April 04, 2006

The God question

In my experience, when people ask if you believe in God, what they really want to know is whether or not you believe in the same god they do. Of course, if it's an atheist asking the question, they're probably just setting you up - if you say "yes", they'll take it as an invitation to tell you how ignorant you are.

So, by and large, I don't take the question seriously - I really can't see the sense in it - though I appreciate some people do.

Sam Harris (author of “The End of Faith: Religion, Terror, and the Future of Reason”) clearly does take the question seriously. And, in "An Atheist Manifesto" he sets out his stall.
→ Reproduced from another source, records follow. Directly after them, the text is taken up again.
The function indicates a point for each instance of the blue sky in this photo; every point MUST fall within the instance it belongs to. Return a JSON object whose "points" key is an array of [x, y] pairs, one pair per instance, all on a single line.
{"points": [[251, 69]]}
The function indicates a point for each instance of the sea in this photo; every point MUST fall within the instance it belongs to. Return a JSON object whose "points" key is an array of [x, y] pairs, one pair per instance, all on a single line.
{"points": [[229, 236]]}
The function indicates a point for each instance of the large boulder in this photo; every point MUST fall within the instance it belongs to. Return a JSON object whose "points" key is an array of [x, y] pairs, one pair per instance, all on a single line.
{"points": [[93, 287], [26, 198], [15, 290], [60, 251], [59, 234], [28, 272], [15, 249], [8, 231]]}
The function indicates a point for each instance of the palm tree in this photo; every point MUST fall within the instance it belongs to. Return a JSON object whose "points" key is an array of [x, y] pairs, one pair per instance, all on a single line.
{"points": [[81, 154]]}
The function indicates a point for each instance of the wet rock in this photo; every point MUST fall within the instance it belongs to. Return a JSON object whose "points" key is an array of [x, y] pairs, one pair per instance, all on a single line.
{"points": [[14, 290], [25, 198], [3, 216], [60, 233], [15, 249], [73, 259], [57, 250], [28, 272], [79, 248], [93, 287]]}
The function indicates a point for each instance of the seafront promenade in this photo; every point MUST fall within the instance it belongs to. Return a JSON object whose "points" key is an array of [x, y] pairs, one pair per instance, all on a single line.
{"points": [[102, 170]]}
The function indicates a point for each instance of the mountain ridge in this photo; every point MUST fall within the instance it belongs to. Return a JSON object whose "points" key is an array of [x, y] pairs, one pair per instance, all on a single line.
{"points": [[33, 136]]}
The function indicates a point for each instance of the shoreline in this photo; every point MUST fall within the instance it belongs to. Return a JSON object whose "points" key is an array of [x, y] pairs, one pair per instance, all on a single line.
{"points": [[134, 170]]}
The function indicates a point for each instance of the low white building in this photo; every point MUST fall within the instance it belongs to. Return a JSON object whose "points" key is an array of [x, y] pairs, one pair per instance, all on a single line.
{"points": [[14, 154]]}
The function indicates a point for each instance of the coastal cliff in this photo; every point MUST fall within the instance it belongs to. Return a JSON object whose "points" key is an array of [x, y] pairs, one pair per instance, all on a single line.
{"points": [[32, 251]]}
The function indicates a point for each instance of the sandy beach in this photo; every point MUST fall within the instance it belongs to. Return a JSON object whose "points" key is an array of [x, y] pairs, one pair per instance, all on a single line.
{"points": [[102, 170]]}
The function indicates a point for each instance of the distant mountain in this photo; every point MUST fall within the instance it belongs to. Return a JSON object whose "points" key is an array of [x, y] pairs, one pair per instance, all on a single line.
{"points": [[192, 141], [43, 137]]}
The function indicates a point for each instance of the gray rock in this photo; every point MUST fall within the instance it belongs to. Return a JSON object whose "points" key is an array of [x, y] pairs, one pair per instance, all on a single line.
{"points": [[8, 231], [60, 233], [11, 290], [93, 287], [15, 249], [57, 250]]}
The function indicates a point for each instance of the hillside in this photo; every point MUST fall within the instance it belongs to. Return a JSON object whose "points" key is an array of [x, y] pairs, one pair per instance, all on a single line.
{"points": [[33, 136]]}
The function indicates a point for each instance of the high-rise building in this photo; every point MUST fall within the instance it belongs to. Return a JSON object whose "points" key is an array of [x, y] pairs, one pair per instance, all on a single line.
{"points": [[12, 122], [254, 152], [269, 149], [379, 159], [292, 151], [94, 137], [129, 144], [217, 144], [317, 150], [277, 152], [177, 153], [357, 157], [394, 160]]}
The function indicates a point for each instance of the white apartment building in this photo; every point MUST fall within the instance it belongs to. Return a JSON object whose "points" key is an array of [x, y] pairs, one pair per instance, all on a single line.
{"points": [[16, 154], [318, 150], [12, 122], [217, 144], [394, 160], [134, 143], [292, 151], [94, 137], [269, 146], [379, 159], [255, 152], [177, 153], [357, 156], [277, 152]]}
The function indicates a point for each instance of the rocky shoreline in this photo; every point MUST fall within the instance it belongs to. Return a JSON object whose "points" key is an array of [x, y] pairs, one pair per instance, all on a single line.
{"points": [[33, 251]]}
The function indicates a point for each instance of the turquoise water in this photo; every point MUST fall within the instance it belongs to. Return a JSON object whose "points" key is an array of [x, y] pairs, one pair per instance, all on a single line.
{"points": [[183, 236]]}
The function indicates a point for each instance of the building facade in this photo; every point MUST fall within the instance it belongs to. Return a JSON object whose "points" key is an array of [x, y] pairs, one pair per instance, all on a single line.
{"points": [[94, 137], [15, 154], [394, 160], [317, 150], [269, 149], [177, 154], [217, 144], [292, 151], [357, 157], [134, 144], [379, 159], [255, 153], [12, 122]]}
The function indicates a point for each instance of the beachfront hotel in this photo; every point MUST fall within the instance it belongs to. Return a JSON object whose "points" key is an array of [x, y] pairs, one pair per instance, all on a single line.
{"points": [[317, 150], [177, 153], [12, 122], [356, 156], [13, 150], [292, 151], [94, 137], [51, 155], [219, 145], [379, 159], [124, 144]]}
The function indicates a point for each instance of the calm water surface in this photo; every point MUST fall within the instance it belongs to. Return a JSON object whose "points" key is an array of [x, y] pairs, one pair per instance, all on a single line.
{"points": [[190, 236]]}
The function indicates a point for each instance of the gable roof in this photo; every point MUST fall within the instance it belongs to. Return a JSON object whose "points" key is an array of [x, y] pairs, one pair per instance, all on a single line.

One of the greatest challenges facing civilization in the 21st century is for human beings to learn to speak about their deepest personal concerns--about ethics, spiritual experience and the inevitability of human suffering--in ways that are not flagrantly irrational. Nothing stands in the way of this project more than the respect we accord religious faith. Incompatible religious doctrines have balkanized our world into separate moral communities--Christians, Muslims, Jews, Hindus, etc.--and these divisions have become a continuous source of human conflict. Indeed, religion is as much a living spring of violence today as it was at any time in the past.
So, what's the solution? For Harris, it seems, the answer lies in some grand public inquisition:-
[T]he 260 million Americans (87% of the population) who claim to never doubt the existence of God should be obliged to present evidence for his existence and, indeed, for his benevolence, given the relentless destruction of innocent human beings we witness in the world each day.
If this is meant to be a serious suggestion then I'm wrong to call it blustering rhetoric, but the idea of putting God on trial for Human Rights abuse is neither original nor realistic, and it seems unnecessarily confrontational. But far be it from me to get in the way when Harris is in full swing.
Only the atheist recognizes the boundless narcissism and self-deceit of the saved. Only the atheist realizes how morally objectionable it is for survivors of a catastrophe to believe themselves spared by a loving God while this same God drowned infants in their cribs. Because he refuses to cloak the reality of the world’s suffering in a cloying fantasy of eternal life, the atheist feels in his bones just how precious life is--and, indeed, how unfortunate it is that millions of human beings suffer the most harrowing abridgements of their happiness for no good reason at all.
To which I would add: Only a certain type of atheist imagines that it's helpful to liken religious believers to deluded narcissists, sectarian bigots and brainwashed morons. In other words, the Atheist Manifesto does little to advance the dialogue that Harris believes is so desparately important. His Manifesto is a confused diatribe that holds religion to be the root of all evil in the world - this is "obvious" to Harris, which is presumably why he makes no attempt to substantiate the charge. Instead, he simply raises Atheism aloft as the one, true way.
Atheism is nothing more than a commitment to the most basic standard of intellectual honesty: One’s convictions should be proportional to one’s evidence. Pretending to be certain when one isn’t--indeed, pretending to be certain about propositions for which no evidence is even conceivable--is both an intellectual and a moral failing. Only the atheist has realized this. The atheist is simply a person who has perceived the lies of religion and refused to make them his own.
So, according to Harris, atheists are right and everyone else is an intellectual and moral failure. And he's saying religions are divisive!? Yeesh! I hate to think what he'd make of Grapefruitism.